Installing Dormant Sod

Warm season grasses lose their color and go into a dormant state after several frosts in the fall. Root growth stops when the soil temperature is at approximately 47 degrees Fahrenheit, and does not start again until the soil warms up.

Because well established turf areas are often killed or severely damaged  by extreme cold, neither we or any other reputable sod grower guarantee that our sod will survive the winter. Moisture is a key element to successfully bringing your “unrooted” sod  through a cold winter. 
Nevertheless, we annually ship many truckloads of sod during the fall and winter months which is installed in areas as cold or colder than Asheville, North Carolina. We rarely see any problems, and most of the sod survives about as well as sod being installed during warm weather. 
The advantages to laying sod sod during the fall and winter months are:           
            1. Produces a finished appearance.
            2. Reduces mud, dust and weeds.
            3. Helps control erosion and protects walks, drives and the base of buildings.
            4. Reduces mud and dirt tracked onto the carpets and other floor finishes.

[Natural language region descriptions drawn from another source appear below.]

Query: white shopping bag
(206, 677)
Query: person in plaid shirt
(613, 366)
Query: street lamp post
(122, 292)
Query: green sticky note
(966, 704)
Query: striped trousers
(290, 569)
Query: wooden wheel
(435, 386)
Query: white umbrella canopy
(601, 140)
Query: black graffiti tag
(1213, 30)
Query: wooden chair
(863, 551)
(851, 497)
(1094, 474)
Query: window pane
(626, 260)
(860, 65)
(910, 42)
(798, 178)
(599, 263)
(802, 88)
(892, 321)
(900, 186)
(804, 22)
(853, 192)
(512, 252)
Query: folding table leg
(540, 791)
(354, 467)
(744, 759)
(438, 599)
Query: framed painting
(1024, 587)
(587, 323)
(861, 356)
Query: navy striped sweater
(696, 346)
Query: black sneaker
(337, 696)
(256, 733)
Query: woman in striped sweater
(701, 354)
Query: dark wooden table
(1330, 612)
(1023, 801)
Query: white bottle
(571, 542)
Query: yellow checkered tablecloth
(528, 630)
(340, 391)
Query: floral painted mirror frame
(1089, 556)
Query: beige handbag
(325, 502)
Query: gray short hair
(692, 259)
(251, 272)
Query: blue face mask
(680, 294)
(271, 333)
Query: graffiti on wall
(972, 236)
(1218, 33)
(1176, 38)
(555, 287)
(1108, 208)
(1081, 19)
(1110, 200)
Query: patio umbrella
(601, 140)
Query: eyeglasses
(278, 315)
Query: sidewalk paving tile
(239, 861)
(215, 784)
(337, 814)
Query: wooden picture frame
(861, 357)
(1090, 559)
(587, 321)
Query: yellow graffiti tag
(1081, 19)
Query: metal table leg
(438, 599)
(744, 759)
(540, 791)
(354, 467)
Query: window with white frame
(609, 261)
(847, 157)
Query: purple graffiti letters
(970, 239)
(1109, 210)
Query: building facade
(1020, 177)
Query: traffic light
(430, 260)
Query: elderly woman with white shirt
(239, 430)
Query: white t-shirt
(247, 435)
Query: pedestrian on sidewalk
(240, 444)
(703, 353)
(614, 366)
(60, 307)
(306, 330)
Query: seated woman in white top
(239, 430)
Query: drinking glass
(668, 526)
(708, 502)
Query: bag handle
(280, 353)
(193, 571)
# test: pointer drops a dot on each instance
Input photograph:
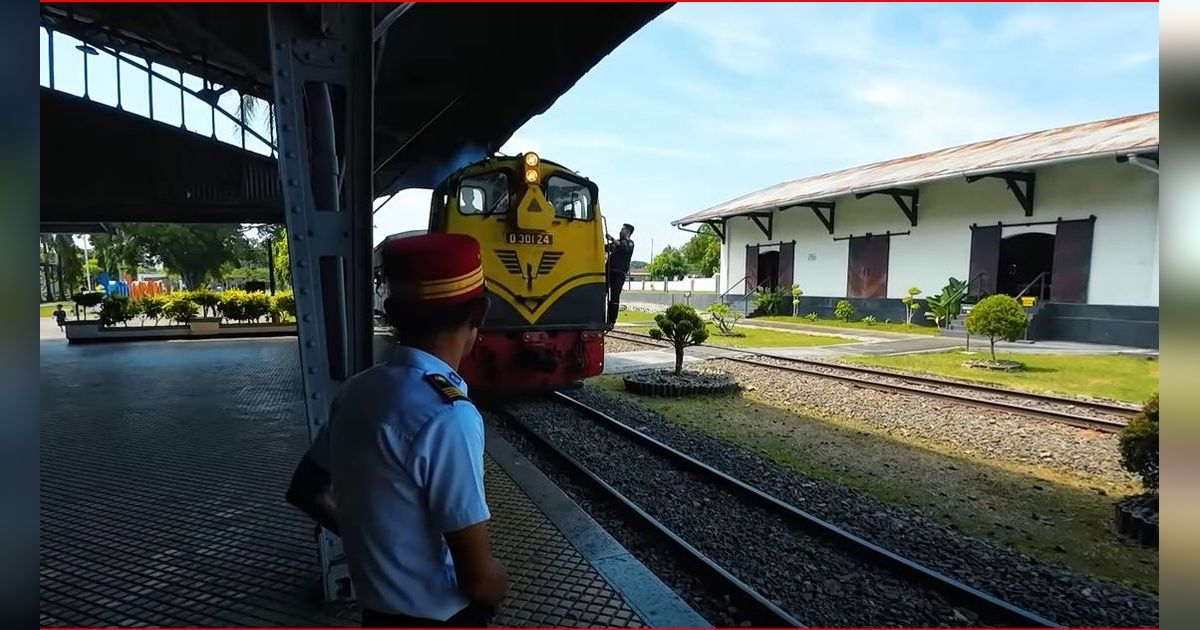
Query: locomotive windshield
(570, 198)
(484, 195)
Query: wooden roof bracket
(1020, 183)
(771, 222)
(906, 198)
(817, 207)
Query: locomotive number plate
(529, 238)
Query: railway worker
(405, 453)
(621, 252)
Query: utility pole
(270, 264)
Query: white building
(1069, 215)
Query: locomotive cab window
(571, 199)
(484, 195)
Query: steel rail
(753, 604)
(954, 589)
(1098, 424)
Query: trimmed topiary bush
(283, 304)
(1139, 444)
(844, 310)
(153, 306)
(258, 305)
(682, 327)
(181, 309)
(997, 317)
(117, 310)
(208, 300)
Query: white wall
(1125, 250)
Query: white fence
(689, 285)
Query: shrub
(682, 327)
(258, 305)
(911, 305)
(1139, 444)
(945, 306)
(233, 304)
(181, 309)
(208, 300)
(88, 299)
(997, 317)
(766, 301)
(115, 310)
(844, 310)
(725, 317)
(153, 306)
(283, 304)
(796, 299)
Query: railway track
(1086, 414)
(911, 581)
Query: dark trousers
(616, 282)
(474, 616)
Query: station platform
(163, 467)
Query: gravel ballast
(1067, 597)
(984, 433)
(805, 575)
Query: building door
(786, 263)
(751, 277)
(768, 270)
(1072, 261)
(1023, 258)
(984, 261)
(868, 269)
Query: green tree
(682, 327)
(1139, 444)
(702, 252)
(997, 317)
(911, 305)
(725, 317)
(669, 264)
(192, 251)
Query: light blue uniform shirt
(407, 466)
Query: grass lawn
(1122, 378)
(977, 497)
(759, 337)
(837, 323)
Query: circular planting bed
(1137, 517)
(667, 383)
(1002, 366)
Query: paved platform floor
(163, 466)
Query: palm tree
(251, 109)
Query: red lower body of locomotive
(532, 360)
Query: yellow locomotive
(540, 231)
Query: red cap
(433, 269)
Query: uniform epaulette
(448, 391)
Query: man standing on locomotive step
(405, 453)
(621, 252)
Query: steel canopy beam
(907, 199)
(1019, 183)
(322, 65)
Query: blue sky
(712, 101)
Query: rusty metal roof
(1115, 137)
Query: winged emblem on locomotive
(513, 265)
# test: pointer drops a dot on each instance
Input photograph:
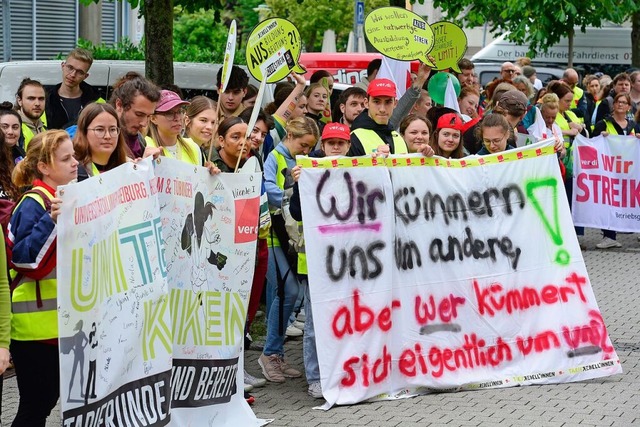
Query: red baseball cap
(451, 121)
(336, 130)
(382, 87)
(169, 100)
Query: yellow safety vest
(192, 156)
(577, 94)
(371, 140)
(272, 239)
(28, 321)
(612, 130)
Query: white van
(192, 78)
(595, 48)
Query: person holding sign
(165, 128)
(371, 131)
(99, 146)
(616, 124)
(302, 135)
(231, 99)
(49, 163)
(335, 142)
(200, 121)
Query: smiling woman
(99, 145)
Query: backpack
(4, 207)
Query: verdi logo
(588, 157)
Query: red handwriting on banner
(541, 342)
(360, 317)
(594, 333)
(472, 354)
(494, 298)
(445, 310)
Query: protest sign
(434, 274)
(606, 182)
(273, 50)
(160, 266)
(450, 45)
(209, 226)
(399, 34)
(114, 328)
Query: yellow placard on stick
(274, 45)
(449, 47)
(399, 34)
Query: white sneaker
(298, 324)
(608, 243)
(315, 390)
(293, 332)
(253, 381)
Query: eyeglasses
(102, 132)
(73, 70)
(496, 141)
(170, 115)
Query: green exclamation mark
(551, 222)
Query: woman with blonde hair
(302, 134)
(200, 122)
(99, 145)
(49, 163)
(165, 129)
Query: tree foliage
(540, 23)
(314, 17)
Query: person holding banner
(49, 163)
(415, 130)
(446, 140)
(616, 124)
(99, 146)
(200, 122)
(165, 128)
(335, 142)
(302, 135)
(371, 131)
(494, 132)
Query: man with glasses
(68, 98)
(134, 99)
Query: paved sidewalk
(612, 401)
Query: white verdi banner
(159, 283)
(114, 328)
(209, 225)
(606, 182)
(431, 274)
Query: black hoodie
(57, 116)
(363, 121)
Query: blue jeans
(275, 341)
(309, 350)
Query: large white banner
(209, 225)
(606, 182)
(159, 267)
(432, 274)
(114, 326)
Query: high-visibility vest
(34, 304)
(272, 240)
(371, 140)
(192, 155)
(28, 134)
(577, 95)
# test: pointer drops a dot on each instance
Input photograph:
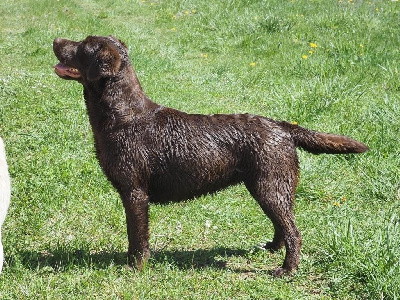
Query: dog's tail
(320, 142)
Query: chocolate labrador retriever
(152, 153)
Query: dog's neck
(112, 102)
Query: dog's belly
(181, 183)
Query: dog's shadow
(59, 259)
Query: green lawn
(327, 65)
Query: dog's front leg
(136, 205)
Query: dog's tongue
(63, 70)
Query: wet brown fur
(152, 153)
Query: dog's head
(93, 58)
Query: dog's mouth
(66, 71)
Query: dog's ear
(106, 63)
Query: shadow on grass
(59, 260)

However, care must be taken to assure that the grass will live through the winter and break dormancy or “wake up” and begin growing in the spring. Research has shown that several factors are critical to the success of dormant sod installation.  These include:
1. Proper soil preparation, including incorporating a “Starter” fertilizer (5:5:15) into the soil. A loose seedbed is very important especially since several months are likely to pass before before the roots begin to grow.

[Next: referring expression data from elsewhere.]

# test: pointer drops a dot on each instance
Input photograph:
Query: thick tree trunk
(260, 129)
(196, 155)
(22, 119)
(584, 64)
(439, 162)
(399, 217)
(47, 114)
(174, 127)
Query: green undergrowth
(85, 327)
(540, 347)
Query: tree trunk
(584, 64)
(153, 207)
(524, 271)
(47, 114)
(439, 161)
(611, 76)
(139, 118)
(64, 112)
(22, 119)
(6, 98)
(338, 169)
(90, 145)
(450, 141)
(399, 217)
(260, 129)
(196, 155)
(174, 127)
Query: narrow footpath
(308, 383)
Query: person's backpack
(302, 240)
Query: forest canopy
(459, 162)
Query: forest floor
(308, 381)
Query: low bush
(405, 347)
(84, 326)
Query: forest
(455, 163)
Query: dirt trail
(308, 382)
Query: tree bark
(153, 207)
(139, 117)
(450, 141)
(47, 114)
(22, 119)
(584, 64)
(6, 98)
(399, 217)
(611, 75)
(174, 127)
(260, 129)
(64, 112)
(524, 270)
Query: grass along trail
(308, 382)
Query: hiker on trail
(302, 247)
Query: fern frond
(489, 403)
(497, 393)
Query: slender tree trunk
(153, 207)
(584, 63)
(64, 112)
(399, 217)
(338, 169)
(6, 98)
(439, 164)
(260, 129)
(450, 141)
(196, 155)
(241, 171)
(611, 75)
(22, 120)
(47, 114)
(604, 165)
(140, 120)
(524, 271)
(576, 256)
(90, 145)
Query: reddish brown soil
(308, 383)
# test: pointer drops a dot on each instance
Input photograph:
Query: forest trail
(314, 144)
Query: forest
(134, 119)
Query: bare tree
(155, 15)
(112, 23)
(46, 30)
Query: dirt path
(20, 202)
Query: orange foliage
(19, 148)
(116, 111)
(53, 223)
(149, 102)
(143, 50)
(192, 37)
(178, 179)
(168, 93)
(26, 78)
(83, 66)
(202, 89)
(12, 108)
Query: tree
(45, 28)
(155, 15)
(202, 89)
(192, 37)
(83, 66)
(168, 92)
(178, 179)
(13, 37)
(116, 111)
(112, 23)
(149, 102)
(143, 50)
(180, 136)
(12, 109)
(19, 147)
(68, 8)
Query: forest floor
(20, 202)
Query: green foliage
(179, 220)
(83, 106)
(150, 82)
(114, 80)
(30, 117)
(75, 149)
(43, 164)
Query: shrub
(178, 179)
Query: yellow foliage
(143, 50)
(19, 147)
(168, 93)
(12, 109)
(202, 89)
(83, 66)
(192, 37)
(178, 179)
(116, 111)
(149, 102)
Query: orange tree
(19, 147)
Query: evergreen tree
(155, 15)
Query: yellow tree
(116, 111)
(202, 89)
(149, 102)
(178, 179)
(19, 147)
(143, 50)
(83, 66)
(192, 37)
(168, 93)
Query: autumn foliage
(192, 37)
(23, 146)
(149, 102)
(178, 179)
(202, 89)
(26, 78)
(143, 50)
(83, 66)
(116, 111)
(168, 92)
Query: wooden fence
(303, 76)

2. Good sod to soil contact. Rolling or tamping is helpful to insure that the sod is in firm contact with the soil to reduce voids and air spaces which can allow the roots to dry out.

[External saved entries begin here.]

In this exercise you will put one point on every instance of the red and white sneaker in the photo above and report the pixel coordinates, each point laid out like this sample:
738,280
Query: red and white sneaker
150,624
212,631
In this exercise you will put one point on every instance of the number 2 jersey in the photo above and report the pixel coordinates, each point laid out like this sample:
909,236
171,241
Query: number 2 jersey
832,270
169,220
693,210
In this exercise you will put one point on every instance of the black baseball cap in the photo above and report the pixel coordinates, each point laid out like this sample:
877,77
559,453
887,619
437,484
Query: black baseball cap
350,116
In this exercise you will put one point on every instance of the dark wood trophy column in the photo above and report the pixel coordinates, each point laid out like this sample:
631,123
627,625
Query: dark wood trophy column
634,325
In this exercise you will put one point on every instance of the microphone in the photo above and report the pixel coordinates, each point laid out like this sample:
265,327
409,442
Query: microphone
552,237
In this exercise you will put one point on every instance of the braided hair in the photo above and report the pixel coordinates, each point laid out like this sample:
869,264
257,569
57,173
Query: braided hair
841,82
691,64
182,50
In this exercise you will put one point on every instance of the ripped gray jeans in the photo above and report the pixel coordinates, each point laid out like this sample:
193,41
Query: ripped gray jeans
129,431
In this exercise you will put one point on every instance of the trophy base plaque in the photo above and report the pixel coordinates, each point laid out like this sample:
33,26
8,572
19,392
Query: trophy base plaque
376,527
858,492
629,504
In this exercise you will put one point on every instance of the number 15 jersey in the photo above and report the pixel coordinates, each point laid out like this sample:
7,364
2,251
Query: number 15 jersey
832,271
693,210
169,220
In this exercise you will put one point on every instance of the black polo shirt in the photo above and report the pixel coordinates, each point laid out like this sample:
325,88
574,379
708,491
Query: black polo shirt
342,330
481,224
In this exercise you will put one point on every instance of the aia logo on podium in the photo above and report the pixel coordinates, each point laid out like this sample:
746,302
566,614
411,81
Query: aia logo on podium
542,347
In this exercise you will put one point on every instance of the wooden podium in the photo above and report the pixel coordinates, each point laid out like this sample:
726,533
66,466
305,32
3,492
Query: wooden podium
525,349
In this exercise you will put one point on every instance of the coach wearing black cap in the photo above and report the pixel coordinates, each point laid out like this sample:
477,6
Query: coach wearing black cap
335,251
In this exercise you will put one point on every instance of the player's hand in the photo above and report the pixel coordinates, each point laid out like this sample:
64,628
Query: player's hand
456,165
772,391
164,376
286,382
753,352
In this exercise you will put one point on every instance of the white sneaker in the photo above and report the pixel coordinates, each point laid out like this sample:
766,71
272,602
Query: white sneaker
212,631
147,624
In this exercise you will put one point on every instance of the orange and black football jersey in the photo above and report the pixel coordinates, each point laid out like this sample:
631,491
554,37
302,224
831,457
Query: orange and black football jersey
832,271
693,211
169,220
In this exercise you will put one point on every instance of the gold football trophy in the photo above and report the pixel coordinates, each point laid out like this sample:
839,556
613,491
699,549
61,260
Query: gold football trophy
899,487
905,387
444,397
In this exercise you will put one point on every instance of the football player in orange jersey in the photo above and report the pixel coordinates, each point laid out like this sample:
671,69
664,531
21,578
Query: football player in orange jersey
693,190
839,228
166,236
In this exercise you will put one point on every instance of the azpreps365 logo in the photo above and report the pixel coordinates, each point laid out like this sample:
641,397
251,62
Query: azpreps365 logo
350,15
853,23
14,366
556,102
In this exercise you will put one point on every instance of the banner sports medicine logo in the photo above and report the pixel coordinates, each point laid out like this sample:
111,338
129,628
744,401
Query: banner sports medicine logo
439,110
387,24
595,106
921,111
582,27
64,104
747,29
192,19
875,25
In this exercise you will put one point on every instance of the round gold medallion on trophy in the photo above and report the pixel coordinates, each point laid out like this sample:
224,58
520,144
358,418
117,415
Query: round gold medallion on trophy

3. Water management.  DORMANT SOD NEEDS WATER TOO! A common misconception is that because the grass is brown it does not need water. This is not true, but because of more frequent rainfall and a lower evaporation rate the need for supplemental irrigation is usually far less in the winter. But one needs to know that cold drying winds can cause desiccation. It is very important that the sod is checked by pulling up the ends and edges to determine that there is adequate moisture on the back of the sod pad as well as in the surface soil underneath.

Remember, even though the grass blades are brown and appear dead, it is still a living plant which must be nurtured and cared for.